Zwei Töchter sterben im Nahostkonflikt. Ihre Väter Bassam Aramin und Rami Elhanan leben vor, wie man eine Perspektive findet. Sie sprechen am Goetheanum mit Udi Levy über Konflikt, Trauer, Bruderschaft und Frieden.
«Als Kinder- und Jugendärztin habe ich bei der um sich greifenden Lebensangst und Depression die Frage, wie man junge Menschen ermutigen kann, aus Schicksalsschlägen wieder aufzustehen.» Das sagt Karin Michael, Co-Leiterin der Medizinischen Sektion. Wie Bassam Aramin und Rami Elhanan mit dem Schicksal ihrer Familien umgehen, sieht sie als Vorbild dafür, aus schwierigen Erfahrungen positiv in die Zukunft zu wirken. Bassam Aramin und Rami Elhanan leben im Westjordanland und in Israel; sie vereint das Schicksal, ein Kind im Nahostkonflikt verloren zu haben: die zehnjährige Abir durch einen israelischen Grenzpolizisten, die vierzehnjährige Smadar durch einen palästinensischen Selbstmordattentäter. Beide Väter haben sich im ‹Parents Circle – Families Forum› kennengelernt und dort zusammengearbeitet, einer Organisation für Menschen, die im israelisch-palästinensischen Konflikt Angehörige verloren haben.
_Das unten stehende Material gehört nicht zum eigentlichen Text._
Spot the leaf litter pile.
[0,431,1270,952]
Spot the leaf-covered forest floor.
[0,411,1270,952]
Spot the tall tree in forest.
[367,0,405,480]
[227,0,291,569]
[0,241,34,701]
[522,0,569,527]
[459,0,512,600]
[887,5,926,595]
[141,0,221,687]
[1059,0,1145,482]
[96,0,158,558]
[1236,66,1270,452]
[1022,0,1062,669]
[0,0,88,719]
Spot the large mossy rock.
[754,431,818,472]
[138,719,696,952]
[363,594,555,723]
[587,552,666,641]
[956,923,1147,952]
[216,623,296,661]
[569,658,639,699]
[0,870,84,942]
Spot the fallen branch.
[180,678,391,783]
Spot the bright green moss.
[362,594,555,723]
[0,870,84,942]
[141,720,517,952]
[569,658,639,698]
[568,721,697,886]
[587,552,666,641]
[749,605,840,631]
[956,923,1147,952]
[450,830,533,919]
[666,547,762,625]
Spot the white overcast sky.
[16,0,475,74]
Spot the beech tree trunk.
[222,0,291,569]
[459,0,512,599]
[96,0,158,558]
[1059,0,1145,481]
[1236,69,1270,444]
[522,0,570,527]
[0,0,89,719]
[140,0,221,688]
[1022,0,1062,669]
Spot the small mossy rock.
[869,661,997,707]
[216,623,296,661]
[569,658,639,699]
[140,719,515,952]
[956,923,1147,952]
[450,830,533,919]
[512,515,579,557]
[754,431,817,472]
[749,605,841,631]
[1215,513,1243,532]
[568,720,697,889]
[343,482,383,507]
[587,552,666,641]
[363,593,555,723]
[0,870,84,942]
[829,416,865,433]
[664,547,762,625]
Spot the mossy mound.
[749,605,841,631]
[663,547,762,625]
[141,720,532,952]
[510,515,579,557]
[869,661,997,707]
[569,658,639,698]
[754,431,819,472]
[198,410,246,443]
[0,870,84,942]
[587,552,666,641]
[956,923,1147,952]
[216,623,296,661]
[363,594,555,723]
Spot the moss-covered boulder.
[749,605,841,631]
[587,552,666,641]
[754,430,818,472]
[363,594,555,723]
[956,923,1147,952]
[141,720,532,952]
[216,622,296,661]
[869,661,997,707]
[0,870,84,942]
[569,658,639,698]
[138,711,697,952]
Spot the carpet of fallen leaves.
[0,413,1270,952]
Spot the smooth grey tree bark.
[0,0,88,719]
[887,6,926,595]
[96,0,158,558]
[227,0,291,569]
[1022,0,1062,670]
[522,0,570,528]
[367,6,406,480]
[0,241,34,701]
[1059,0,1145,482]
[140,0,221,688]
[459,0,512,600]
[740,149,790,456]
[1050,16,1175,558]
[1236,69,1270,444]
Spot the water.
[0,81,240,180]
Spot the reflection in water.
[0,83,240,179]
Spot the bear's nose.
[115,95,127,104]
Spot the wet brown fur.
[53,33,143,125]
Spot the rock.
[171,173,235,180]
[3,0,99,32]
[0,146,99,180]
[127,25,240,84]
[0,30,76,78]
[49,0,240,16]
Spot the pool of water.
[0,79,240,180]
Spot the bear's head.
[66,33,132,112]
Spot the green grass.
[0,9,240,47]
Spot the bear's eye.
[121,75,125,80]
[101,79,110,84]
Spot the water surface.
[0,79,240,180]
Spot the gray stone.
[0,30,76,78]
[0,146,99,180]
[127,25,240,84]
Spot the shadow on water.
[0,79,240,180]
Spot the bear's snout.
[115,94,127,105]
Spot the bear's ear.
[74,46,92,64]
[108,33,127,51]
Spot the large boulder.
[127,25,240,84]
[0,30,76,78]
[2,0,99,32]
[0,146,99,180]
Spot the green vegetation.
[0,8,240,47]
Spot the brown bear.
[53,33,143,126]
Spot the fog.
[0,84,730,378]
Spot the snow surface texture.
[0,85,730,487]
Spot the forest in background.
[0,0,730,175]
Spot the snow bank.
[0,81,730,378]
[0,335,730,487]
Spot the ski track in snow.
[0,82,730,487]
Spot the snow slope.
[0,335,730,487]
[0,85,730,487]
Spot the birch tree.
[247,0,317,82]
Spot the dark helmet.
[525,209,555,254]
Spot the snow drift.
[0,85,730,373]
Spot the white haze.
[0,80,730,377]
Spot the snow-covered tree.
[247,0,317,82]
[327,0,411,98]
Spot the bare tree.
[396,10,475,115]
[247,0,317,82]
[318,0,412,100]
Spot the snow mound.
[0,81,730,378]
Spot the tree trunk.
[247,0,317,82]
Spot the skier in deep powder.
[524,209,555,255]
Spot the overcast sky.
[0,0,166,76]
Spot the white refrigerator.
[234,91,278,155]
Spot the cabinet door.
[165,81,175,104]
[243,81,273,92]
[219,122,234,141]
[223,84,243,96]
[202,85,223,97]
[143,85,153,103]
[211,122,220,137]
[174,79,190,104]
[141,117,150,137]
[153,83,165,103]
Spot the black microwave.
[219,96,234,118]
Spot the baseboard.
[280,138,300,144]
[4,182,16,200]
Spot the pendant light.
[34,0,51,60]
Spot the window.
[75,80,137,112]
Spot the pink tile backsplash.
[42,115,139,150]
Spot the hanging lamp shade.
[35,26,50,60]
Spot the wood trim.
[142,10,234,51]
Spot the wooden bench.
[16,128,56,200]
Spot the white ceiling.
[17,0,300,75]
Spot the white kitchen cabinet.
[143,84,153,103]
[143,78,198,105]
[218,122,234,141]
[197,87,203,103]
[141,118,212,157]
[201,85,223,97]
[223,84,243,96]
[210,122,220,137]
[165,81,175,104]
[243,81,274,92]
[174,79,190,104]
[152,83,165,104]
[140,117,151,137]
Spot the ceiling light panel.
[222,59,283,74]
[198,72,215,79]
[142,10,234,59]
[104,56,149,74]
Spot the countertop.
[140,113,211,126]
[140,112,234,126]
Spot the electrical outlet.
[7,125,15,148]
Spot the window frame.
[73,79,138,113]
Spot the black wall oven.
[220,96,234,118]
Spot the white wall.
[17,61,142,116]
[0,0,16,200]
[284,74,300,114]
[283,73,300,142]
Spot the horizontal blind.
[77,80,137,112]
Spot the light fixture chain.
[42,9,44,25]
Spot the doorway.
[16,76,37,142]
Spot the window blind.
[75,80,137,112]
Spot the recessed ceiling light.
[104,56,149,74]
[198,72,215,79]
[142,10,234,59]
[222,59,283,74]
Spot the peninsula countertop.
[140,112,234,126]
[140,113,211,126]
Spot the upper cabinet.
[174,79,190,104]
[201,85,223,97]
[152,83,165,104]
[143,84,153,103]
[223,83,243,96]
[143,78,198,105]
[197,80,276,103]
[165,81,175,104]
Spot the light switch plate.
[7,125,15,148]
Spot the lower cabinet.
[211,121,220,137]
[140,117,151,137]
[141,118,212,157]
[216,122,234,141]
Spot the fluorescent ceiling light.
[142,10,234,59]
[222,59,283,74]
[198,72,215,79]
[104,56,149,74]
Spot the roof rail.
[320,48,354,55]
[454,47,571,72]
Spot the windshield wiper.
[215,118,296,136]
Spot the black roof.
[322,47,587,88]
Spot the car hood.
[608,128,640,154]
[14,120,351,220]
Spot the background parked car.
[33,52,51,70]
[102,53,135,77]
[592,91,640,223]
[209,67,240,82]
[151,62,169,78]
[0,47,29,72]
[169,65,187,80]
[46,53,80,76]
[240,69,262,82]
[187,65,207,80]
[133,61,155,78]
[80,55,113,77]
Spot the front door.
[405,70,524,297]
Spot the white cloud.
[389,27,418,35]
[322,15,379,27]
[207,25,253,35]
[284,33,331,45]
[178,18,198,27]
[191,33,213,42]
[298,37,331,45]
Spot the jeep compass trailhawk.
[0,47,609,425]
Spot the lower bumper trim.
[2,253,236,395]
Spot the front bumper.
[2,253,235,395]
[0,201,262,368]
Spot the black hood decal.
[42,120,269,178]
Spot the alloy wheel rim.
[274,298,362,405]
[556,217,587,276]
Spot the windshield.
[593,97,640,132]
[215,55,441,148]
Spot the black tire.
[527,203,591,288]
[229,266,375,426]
Marion Debus, ebenfalls im Leitungsteam der Medizinischen Sektion: «Das Prinzip der Vergeltung lebt in der vergangenheitsbezogenen physischen Kausalität und führt zur Zerstörung; Verzeihen ist immer etwas Unerwartetes, aus der Freiheit des Individuums Rührendes, das in einer verworrenen sozialen Situation heilend wirkt.» Sie schätzt die romanhafte Darstellung des Umfeldes von Bassam Aramin und Rami Elhanan im Buch ‹Apeirogon› von Colum McCann. «Der irische Schriftsteller zeigt auf, wie die Menschheit auf das Komplexeste miteinander verwoben ist, und legt dabei Aspekte des Schicksalsnetzes des Palästinakonflikts behutsam frei: So zeigen sich innere und äußere Bedingungen für den Konflikt nicht als monodirektionale Kausalkette, sondern als Wechselursachen.» Solch ein Geschehen, so wird deutlich, beruht auf Beziehung. Karin Michael hofft, dass sich weitere durch diese Art des Umgangs mit tragischen Umständen ermutigt fühlen, ihre Erlebnisse in ihre Gemeinschaften einzubringen: «In jeder Gemeinschaft lebt die existenzielle Frage, wie man ehrlich verzeihen kann, wenn man durch die Schuld anderer Verlust oder Verletzung erlitten hat.»
Gespräch Wie aus tiefstem Schmerz Bruderschaft wird. Bassam Aramin und Rami Elhanan im Gespräch mit Udi Levy, 15. Oktober 2024, 19 Uhr, Goetheanum.